The aim of this paper is to present a dissimilarity measure strategy by which a new philosophy for pattern classification pertaining to dissimilarity-based classifiers (DBCs) can be efficiently implemented. Proposed by Duin and his co-authors, DBCs are a way of defining classifiers among classes; they are not based on the feature measurements of individual patterns, but rather on a suitable dissimilarity measure among the patterns. The problem with this strategy is that we need to measure the inter-pattern dissimilarities for all the training samples to ensure there is no zero distance between objects of different classes. Consequently, the classes do not overlap, and therefore, the lower error bound is zero. In image classification tasks, such as face recognition, one of the most intractable problems is the distortion and lack of information caused by the differences in face directions and sizes.
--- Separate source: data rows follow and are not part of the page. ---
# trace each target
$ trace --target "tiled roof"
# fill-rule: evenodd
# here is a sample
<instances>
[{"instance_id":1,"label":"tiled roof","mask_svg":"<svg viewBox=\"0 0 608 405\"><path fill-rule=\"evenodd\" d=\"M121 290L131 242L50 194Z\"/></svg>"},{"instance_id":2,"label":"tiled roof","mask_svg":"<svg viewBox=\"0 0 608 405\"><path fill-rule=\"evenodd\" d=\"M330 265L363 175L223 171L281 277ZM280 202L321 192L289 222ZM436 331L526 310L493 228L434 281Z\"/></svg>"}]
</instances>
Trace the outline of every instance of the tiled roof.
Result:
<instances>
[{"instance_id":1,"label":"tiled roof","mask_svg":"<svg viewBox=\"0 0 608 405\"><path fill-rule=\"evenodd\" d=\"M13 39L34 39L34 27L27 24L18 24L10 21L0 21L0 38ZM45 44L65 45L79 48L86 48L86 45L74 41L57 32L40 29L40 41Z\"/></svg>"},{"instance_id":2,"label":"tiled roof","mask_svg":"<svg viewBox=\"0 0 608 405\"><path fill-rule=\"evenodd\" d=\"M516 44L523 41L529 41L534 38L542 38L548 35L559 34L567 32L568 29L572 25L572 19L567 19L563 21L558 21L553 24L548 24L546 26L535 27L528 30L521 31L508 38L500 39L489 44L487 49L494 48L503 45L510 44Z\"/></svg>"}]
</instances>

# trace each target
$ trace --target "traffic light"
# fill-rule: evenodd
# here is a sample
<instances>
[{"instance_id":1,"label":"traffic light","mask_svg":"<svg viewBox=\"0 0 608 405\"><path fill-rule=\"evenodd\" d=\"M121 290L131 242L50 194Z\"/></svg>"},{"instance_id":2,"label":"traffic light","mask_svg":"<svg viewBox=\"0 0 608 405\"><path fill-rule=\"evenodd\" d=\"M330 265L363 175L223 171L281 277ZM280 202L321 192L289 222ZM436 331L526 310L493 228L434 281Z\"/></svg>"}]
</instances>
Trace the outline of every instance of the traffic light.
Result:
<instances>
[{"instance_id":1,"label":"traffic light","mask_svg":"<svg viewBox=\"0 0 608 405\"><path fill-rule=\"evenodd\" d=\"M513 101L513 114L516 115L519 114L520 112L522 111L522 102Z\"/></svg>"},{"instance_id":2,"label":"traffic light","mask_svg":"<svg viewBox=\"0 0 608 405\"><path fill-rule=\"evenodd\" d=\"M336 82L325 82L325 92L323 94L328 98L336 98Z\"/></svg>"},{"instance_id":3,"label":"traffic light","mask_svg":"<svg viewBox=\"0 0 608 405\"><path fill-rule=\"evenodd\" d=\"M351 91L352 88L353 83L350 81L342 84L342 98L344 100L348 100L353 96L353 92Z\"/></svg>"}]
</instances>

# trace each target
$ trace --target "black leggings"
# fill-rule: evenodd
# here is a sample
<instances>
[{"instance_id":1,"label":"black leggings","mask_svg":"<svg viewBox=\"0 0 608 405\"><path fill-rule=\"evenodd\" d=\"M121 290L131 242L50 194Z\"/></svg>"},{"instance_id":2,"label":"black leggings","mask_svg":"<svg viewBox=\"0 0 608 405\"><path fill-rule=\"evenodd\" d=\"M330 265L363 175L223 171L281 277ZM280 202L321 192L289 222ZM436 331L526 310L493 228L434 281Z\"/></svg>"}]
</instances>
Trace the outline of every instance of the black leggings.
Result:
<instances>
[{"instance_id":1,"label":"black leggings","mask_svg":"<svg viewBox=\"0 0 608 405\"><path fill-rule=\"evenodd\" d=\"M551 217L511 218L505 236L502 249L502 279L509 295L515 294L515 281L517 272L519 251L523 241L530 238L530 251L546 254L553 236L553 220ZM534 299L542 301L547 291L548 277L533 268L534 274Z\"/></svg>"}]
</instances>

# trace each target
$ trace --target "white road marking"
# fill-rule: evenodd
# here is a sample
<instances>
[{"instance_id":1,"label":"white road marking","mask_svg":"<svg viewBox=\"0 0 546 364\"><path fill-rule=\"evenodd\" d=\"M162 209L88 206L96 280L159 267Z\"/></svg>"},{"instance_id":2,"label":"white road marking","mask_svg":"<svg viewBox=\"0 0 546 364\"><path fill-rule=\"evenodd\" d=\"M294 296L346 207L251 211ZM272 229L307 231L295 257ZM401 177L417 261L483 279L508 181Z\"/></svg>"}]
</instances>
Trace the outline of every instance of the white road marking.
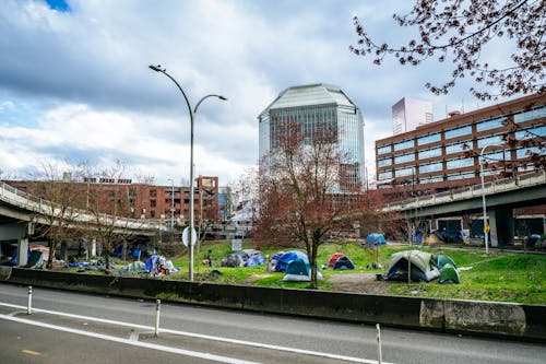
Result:
<instances>
[{"instance_id":1,"label":"white road marking","mask_svg":"<svg viewBox=\"0 0 546 364\"><path fill-rule=\"evenodd\" d=\"M5 319L5 320L10 320L10 321L26 324L26 325L38 326L38 327L43 327L43 328L51 329L51 330L76 333L76 334L86 336L86 337L91 337L91 338L97 338L97 339L124 343L124 344L133 345L133 347L141 347L141 348L159 350L159 351L186 355L186 356L200 357L200 359L205 359L205 360L210 360L210 361L214 361L214 362L228 363L228 364L259 364L258 362L249 362L249 361L244 361L240 359L234 359L234 357L228 357L228 356L221 356L221 355L214 355L214 354L209 354L209 353L200 353L197 351L157 345L157 344L142 342L142 341L132 341L130 339L123 339L123 338L111 337L111 336L107 336L107 334L103 334L103 333L71 329L68 327L45 324L45 322L28 320L26 318L12 317L12 316L8 316L8 315L0 315L0 319Z\"/></svg>"},{"instance_id":2,"label":"white road marking","mask_svg":"<svg viewBox=\"0 0 546 364\"><path fill-rule=\"evenodd\" d=\"M17 308L17 309L26 309L26 306L20 306L20 305L7 304L7 303L0 303L0 306L7 306L7 307L12 307L12 308ZM58 316L64 316L64 317L71 317L71 318L78 318L78 319L93 320L93 321L104 322L104 324L110 324L110 325L119 325L119 326L132 327L132 328L141 329L141 330L146 330L146 331L153 331L154 330L154 327L152 327L152 326L138 325L138 324L131 324L131 322L123 322L123 321L117 321L117 320L109 320L109 319L104 319L104 318L95 318L95 317L88 317L88 316L81 316L81 315L74 315L74 314L66 314L66 313L59 313L59 312L47 310L47 309L41 309L41 308L34 308L33 307L33 312L44 313L44 314L50 314L50 315L58 315ZM227 342L227 343L239 344L239 345L247 345L247 347L254 347L254 348L262 348L262 349L278 350L278 351L297 353L297 354L304 354L304 355L329 357L329 359L333 359L333 360L340 360L340 361L346 361L346 362L354 362L354 363L365 363L365 364L377 364L378 363L378 361L376 361L376 360L368 360L368 359L361 359L361 357L355 357L355 356L346 356L346 355L336 355L336 354L323 353L323 352L317 352L317 351L310 351L310 350L305 350L305 349L295 349L295 348L280 347L280 345L273 345L273 344L266 344L266 343L260 343L260 342L252 342L252 341L245 341L245 340L222 338L222 337L213 337L213 336L207 336L207 334L202 334L202 333L194 333L194 332L188 332L188 331L178 331L178 330L163 329L162 328L161 332L167 332L167 333L173 333L173 334L186 336L186 337L191 337L191 338L199 338L199 339L204 339L204 340ZM384 364L394 364L394 363L390 363L390 362L385 362L385 361L382 361L381 363L384 363Z\"/></svg>"}]
</instances>

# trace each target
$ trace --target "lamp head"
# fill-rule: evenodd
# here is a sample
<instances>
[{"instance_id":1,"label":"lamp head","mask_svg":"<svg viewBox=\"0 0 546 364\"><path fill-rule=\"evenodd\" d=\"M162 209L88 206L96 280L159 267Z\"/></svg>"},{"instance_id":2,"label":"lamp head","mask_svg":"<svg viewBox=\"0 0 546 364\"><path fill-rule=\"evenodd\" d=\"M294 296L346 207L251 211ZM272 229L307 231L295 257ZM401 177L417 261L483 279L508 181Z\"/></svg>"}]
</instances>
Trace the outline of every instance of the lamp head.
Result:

To overcome the above problem, in this paper, we propose a new method of measuring the dissimilarity distance between two images of an object when the images have different directions and sizes and there is no direct feature correspondence. In the proposed method, a dynamic programming technique, such as dynamic time warping, is used to overcome the limitation of one-to-one mapping. Furthermore, when determining the matching templates of two images in dynamic time warping, we use a correlation coefficient-based method. With this method, we can find an optimal warping path by surveying the images in a one-dimensional or two-dimensional way (that is, with vertical-only scanning or vertical-horizontal scanning). Our experimental results demonstrate that the proposed mechanism can improve the classification accuracy of conventional approaches for an artificial data set and two real-life benchmark databases.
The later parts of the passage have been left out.